Specialist treatments
There are a number of machines available in the UK for removal of ballast – mainly for heavy maintenance purposes rather than complete track renewal or ballast cleaning. Typical examples of the need for this type of machine could be under S&C or for isolated formation failure where ballast needs to be completely replaced over lengths of track up to 50m.
The ‘Railvac®’ machine (see Figure 2) is a rail-mounted, self-propelled, high capacity vacuum ballast removal facility; in effect a full-scale rail vehicle around the size of a large locomotive. The machine has a 250mm diameter tube with a tungsten tip connected to a hydraulic arm system with a remote control operating unit. The vacuum is a high power facility and can be used with a large variety of cohesive and large particle size non-cohesive materials. There is an integral hopper which collects the material and has side discharge chutes for the disposal of the spoil.
Recent innovations in track maintenance
The pressures and challenges within the rail industry are principally related to value and customer service. The use of innovative techniques for life extension of track effectively tick both boxes in that it is sustainable to get best value by refurbishing track assets and this work can cause the least disruption to the rail passenger. Techniques that allow essential repair and maintenance work to be completed in very short possessions are very attractive to train operators.
The Railvac® vacuum re-ballaster has developed in four areas since it was introduced to the UK by me some 10 years ago; Geotextiles using a continuous ballast loader, specialist packing using vibrating poker type and spinning blades on the tube end. An issue for track quality has been the formation treatment and through the use of lasers, specialist geotextile mats and focused consolidation recent results have provided a high quality repair. In some cases, where there may be hard spots and other materials, a spinning blade has been introduced to improve productivity.
Network Rail has invested £50 million in eight Robel-built Mobile Maintenance Trains (see Figure 3) which are mobile covered workshops that can be quickly set-up to carry out track work. They can be used for switch and crossing repairs, welding and replacement of defective rails and insulated block joints. The whole of the track asset can be maintained including the components using the special widening system where necessary. This system is not only very efficient but it also brings significant improvements to quality control and workforce safety.

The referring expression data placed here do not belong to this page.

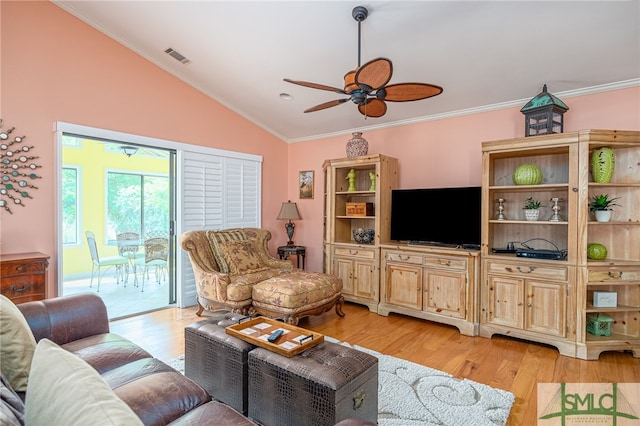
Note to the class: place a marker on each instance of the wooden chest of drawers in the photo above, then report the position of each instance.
(23, 276)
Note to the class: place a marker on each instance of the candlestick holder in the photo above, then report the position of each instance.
(555, 216)
(500, 209)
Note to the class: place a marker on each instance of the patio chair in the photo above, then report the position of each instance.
(129, 246)
(120, 263)
(156, 255)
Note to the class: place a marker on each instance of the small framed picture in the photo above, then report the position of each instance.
(306, 184)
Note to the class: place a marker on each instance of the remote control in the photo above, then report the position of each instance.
(274, 336)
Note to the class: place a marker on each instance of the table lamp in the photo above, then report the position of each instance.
(289, 211)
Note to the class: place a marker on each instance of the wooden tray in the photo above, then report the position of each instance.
(292, 342)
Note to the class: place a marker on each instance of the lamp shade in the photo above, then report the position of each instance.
(289, 211)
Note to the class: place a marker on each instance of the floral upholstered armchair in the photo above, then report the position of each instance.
(228, 263)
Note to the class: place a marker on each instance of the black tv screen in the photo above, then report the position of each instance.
(442, 216)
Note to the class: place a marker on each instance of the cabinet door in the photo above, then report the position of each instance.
(364, 279)
(445, 293)
(546, 307)
(505, 301)
(343, 268)
(404, 286)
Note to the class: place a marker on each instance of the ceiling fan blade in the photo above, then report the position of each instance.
(373, 108)
(326, 105)
(316, 86)
(403, 92)
(375, 73)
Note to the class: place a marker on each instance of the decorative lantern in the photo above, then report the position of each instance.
(543, 114)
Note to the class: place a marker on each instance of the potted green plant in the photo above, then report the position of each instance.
(532, 209)
(601, 205)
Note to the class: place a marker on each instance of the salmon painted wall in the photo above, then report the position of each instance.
(444, 152)
(57, 68)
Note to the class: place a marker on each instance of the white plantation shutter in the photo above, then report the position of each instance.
(242, 202)
(219, 190)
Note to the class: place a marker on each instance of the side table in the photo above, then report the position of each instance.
(24, 276)
(286, 251)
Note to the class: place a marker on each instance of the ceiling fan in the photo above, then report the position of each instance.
(366, 86)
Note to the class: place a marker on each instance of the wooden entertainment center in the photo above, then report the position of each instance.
(481, 292)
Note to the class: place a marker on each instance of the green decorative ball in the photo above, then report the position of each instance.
(527, 174)
(603, 162)
(596, 251)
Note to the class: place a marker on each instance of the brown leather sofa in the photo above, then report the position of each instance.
(157, 393)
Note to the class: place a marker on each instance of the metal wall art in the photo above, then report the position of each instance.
(18, 170)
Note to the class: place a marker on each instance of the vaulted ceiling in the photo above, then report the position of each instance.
(485, 54)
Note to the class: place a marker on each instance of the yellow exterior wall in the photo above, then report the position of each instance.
(93, 161)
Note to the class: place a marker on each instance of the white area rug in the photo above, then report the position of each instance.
(410, 394)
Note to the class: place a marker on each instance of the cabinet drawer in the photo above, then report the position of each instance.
(354, 252)
(528, 270)
(19, 268)
(613, 274)
(447, 262)
(404, 258)
(17, 288)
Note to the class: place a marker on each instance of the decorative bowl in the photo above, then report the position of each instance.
(363, 236)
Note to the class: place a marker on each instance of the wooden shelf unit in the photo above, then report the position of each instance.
(511, 290)
(357, 264)
(433, 283)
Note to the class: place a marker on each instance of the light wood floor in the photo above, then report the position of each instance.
(500, 362)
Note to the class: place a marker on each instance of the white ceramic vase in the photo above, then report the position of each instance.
(532, 214)
(603, 215)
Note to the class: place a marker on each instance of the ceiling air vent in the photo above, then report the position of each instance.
(177, 56)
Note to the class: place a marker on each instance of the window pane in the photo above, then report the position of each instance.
(124, 195)
(69, 205)
(156, 206)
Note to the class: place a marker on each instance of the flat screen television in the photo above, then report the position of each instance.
(440, 216)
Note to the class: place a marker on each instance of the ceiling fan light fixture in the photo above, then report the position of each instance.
(129, 150)
(350, 81)
(367, 87)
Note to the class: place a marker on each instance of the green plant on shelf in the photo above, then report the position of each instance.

I am aware of a number of other innovations associated with rail welding such as the use of the mobile flash-butt welder, mechanised puller and heater restressing for the elimination of rail joints. Also, work is in hand to potentially reduce the cooling time for alumino-thermic welding.
Conclusion
Although the UK railways are very similar to Europe and the rest of the world, the unprecedented growth in rail use has prompted the rail administrations and suppliers to promote the use of additional resources to the development of further innovation. The PWI works with partners and is licensed by the Engineering Council for professional registration and represents approximately 3,000 individual members and 30 corporate organisations. The aim is to promote technical excellence in track and rail infrastructure through networking, seminars and publications.
Biography
Dr. Brian Counter is a Chartered Civil and Railway Engineer who obtained a PhD in Life Extension of Railway Track Systems. He previously worked for British Rail, Balfour Beatty, ORR, Carillion and was Head of Built Environment at Derby University. Brian is currently Technical Director of the Permanent Way Institution and Lecturer, Consultant and Researcher in Rail Systems.